By Helen Rutherford
Kimathi v Foreign & Commonwealth Office  EWHC 3004 (QB)
This is a case which has popped up in the legal press a few times recently. It involves some 40,000 Claimants (25 test Claimants) bringing claims for assault and battery relation to detention in Kenya in the 1950s. On this occasion, it came before Mr Justice Stewart on the issue on whether translators can be compelled to attend court for cross examination.
Some of the Claimants had prepared witness evidence, which had been translated. They then gave live oral evidence with the benefit of an interpreter, who was not the same person as had translated the written documents.
The Defendant argued that they had a right to cross examine the translators. There had been clear issues with the quality of the translations and the translated documents, such as sections missing from the English version, discrepancies in the Part 18 responses etc.

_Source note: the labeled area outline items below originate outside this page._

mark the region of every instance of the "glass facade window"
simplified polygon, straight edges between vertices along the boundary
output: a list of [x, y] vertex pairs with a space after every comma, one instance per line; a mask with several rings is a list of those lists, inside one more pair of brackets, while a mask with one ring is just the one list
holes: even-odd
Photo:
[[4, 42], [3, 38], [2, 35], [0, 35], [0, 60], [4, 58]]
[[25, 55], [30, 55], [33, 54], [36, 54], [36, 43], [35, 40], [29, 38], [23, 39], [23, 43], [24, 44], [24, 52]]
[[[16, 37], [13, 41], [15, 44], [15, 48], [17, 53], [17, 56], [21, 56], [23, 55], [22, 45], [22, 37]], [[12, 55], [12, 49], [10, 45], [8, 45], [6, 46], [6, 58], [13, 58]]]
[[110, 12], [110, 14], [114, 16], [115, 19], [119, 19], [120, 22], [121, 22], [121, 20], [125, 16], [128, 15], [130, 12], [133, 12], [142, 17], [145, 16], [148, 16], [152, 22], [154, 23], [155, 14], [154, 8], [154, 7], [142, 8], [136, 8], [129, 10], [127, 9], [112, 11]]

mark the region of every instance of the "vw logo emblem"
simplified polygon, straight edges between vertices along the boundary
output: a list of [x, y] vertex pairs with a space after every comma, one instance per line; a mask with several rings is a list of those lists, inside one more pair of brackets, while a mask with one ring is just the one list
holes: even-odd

The Defendant said that there were 11 translators they wished to cross examine, dealing with 2 translators a day, so a potential 6 day process.
The result was:
- The CPR do not provide any specific right to cross examine any translator
- Under the general case management powers the court could require cross examination of a translator but;
- That is subject to the overriding objective
- Doing so was not in accordance with the overriding objective in this case (due to it not being of much assistance, the amount of court time it would require and therefore the disproportionate allocation of court time and resources).
How does it apply to me?
There may be cases where the quality of the translation is called into question. It is not uncommon to see documents translated by a relative rather than an official translator. There may therefore be circumstances where the overriding objective would operate in favour of the translator being cross examined.